One small problem. You didn’t have the authority to offer so much as a hoof on beef tariffs.

Daisy knew. She knew all along.

Daisy knew. She knew all along.

Oh no, what have I done?

You have royally screwed everyone on the other side of the table, friend.

Let us count the ways:

  1. You have essentially tricked them into revealing that a previously stated red line wasn’t immovable after all;

  2. You have embarrassed almost everyone in their negotiating team in front of their superiors;

  3. You have wasted the time of their Chapter Lead, Chief Negotiator and potentially Trade Minister;

  4. If this ever leaks, their government will have to explain to their auto industry that it was willing to sacrifice their interests… but without anything to show for it.

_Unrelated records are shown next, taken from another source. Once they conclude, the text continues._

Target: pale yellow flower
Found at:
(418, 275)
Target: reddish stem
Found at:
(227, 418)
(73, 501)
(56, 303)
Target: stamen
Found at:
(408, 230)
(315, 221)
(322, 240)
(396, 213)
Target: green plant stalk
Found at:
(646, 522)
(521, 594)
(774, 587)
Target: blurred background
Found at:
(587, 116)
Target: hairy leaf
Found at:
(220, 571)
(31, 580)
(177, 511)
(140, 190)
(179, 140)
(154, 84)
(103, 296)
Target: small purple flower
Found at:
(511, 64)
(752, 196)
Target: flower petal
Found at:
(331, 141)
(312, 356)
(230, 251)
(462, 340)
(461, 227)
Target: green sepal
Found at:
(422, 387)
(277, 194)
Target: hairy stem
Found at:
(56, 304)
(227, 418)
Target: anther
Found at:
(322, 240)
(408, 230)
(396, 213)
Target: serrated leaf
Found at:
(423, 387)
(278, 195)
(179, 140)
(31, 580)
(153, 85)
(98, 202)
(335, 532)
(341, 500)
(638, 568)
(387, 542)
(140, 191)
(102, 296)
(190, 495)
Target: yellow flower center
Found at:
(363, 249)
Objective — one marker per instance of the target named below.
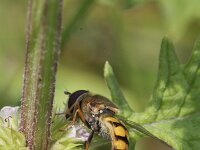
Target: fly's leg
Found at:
(87, 143)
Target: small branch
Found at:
(42, 54)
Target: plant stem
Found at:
(42, 53)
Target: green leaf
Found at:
(179, 15)
(173, 114)
(116, 93)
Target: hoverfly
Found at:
(98, 114)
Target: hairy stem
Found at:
(42, 53)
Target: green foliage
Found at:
(173, 112)
(10, 137)
(179, 14)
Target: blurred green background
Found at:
(127, 33)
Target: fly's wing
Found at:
(104, 103)
(138, 128)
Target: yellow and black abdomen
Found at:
(115, 130)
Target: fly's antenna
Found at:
(67, 92)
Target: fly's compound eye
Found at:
(72, 100)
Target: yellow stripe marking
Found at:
(111, 119)
(120, 144)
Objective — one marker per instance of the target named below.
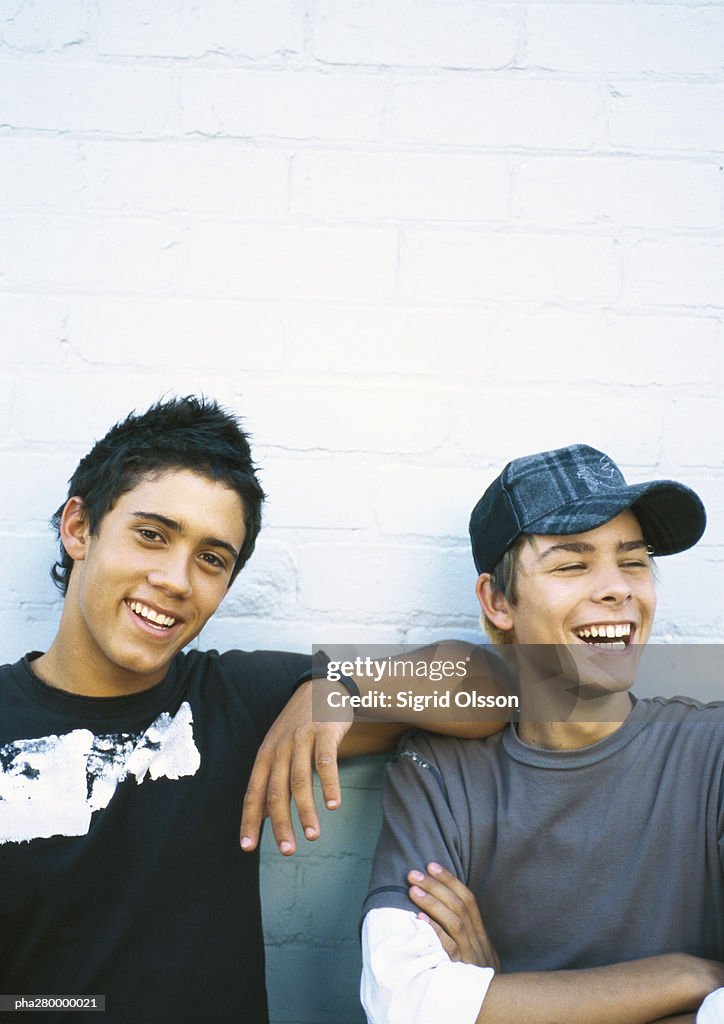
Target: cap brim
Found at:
(672, 516)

This may be directly contrary to public statements Ministers have previously made: a scandal.

So, what happens now?

In addition to being furious, the other side will cease to believe your voice is an accurate reflection of what your country wants or is willing to do. You may as well go home. You are now dead weight.

Make some guacamole while your friends change lives.

Make some guacamole while your friends change lives.

So, the Prime Minister isn’t now empowered to crush Brussels?

I’m not in the predictions business, but I simply can’t see how new negotiations could play out.

For a government to sign a deal is to say to the other side, “I can get this agreement ratified.” The Prime Minister was unable to carry much of her own party, let alone the broader House of Commons, in that endeavor. Other parties can forgive an unanticipated hiccup like a single Belgian region (Wallonia) blocking CETA for a bit, but a 230 vote annihilation in the House is something else.

If the Prime Minister could be so badly mistaken for so long about the balance of concessions required for ratification, how and whom is the EU to trust? Who can sit across from Mr Barnier at the negotiating table and ask for a (reasonable) concession saying, “If you give us this thing you previously said you couldn’t, the House will totally accept the deal, pinky swear promise.” Barnier has heard that before. He offered a UK wide customs union instead of a Northern Ireland only one. 432 ‘nay’ votes say that was an error.

Once Britain, twice shy.

While responding to recent Brexit events in the US House of Commons, this post is also part of the ongoing series:  "F'kn Trade Negotiations, How do they work?" where I provide a glimpse into the inner workings of trade policy negotiations.

Disclaimer: Approaches to trade negotiations are inherently subjective. Please consider these the musings of one person with one set of experiences and not a definitive or exhaustive guide.  

Note: The original version of this article listed Wallonia as a small village instead of a giant region. This is because I am a stupid person. I also confused Peter Capaldi and David Tennant for largely similar reasons.